Trügerische Populationszahlen: Über Inzucht bei den Wölfen

Im Gegensatz zu Schweden könnte sich in Österreich eine gesunde Wolfspopulation etablieren. Wenn man sie ließe.

Durch Konventionen und Gesetze geschützt, sind die Wölfe in Europa wieder rasch im Kommen. Auf weit mehr als 20.000 schätzt man sie mittlerweile, freilich einschließlich der Wölfe im Osten, bis ins europäische Russland.

Die Wölfe der Abruzzen drangen über Jahrzehnte wieder in die Südwestalpen vor und stehen heute bereits in der Schweiz. Auch in Nordwestspanien erstarkten die Populationen und in Deutschland stieg ihre Zahl rasch auf mehr als 300 Tiere. 50 Rudel besiedeln heute einen breiten Gürtel von der Lausitz bis Hamburg. Gleichzeitig leben tausende Wölfe in den europäischen Zoos und Wildparken, die ja damit auch eine Arche-Noah-Funktion erfüllen, also ein Reservoir bilden, falls Wölfe im Freiland Probleme bekommen. Könnte man meinen. Die Studie eines Teams um Jannikke Raikkönen (2013, PlosOne) zum Zustand der Wölfe in Südschweden bremst den optimistischen Zahlenfetischismus.

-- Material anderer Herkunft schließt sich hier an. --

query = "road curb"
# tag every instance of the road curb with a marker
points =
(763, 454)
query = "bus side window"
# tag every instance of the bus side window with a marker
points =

Erst 1978 wanderte ein einziges Wolfspaar aus dem Norden zu; aus ihnen gingen trotz illegaler Abschüsse bis heute über viele Generationen 300 stark ingezüchtete Wölfe hervor. Über die vergangenen 30 Jahre wurden 171 tote Wölfe untersucht. Bei 17 Prozent wurden Missbildungen der Wirbelsäule, bei 16 Prozent Zahn-und Gebissanomalien gefunden; Tendenz eindeutig steigend. Konservativ gerechnet, trägt heute zumindest jeder zweite der schwedischen Wölfe inzuchtbedingte Missbildungen.

Auch die Zahl der Welpen pro Wurf ging stark zurück. Die Population wird also wieder zusammenbrechen, wenn man es nicht schafft, einen Austauschkorridor nach Norden mit ihrer finnischen Stammpopulation einzurichten. Wird man aber nicht, weil in Mittel- und Nordschweden rentierzüchtende Samen leben, die alles abknallen, was nach Wolf aussieht; ihr Anspruch auf traditionelle Lebensweise, wirtschaftliche Interessen und Political Correctness des Staates den Indigenen gegenüber kollidieren massiv mit dem Artenschutz.

Aber könnte man zur Unterstützung der südschwedischen Kümmerer nicht Wölfe aus Zoonachzucht aussetzen? Keine gute Idee, wie unsere eigenen Erfahrungen zeigen. Von den 17 Wölfen, die wir am Wolfsforschungszentrum in Ernstbrunn seit 2008 aufgezogen haben, stammen sechs aus europäischen Zoos. Drei (!) dieser sechs starben an inzuchtbedingter Epilepsie und Wasserkopf. Und von den anderen elf Wölfen aus US-amerikanischen und kanadischen Institutionen entwickelten manche Probleme mit der Wirbelsäule. Das bedeutet, dass auch die Wölfe in Zoos teils stark ingezüchtet sind. Sowohl im Freiland als auch im Zoo verschwinden Wölfe, die aufgrund von Inzucht neurologische Probleme entwickeln, meist ohne viel Aufsehen.

Das bedeutet auch, dass die schwedische Studie das Problem sicherlich stark unterschätzt. Tatsächlich gibt es heute wohl keinen Wolf in Südschweden mehr ohne Inzuchterscheinungen. Sie teilen dieses Schicksal übrigens mit den gut untersuchten, lang isolierten Wölfen der Isle Royale am kanadischen Lake Superior.

Österreich könnte als geeigneter Lebensraum für bis zu 400 (!) Rudel eine zentrale Rolle bei der Erhaltung der europäischen Wölfe spielen. Aus drei europäischen Populationen wandern laufend Wölfe ein, verschwinden hierzulande aber spurlos. Im Gegensatz zu Schweden könnte sich in Österreich eine genetisch gesunde Wolfspopulation etablieren. Wenn man sie nur ließe...

Kurt Kotrschal ist Zoologe an der Uni Wien und Leiter der Konrad-Lorenz-Forschungsstelle in Grünau.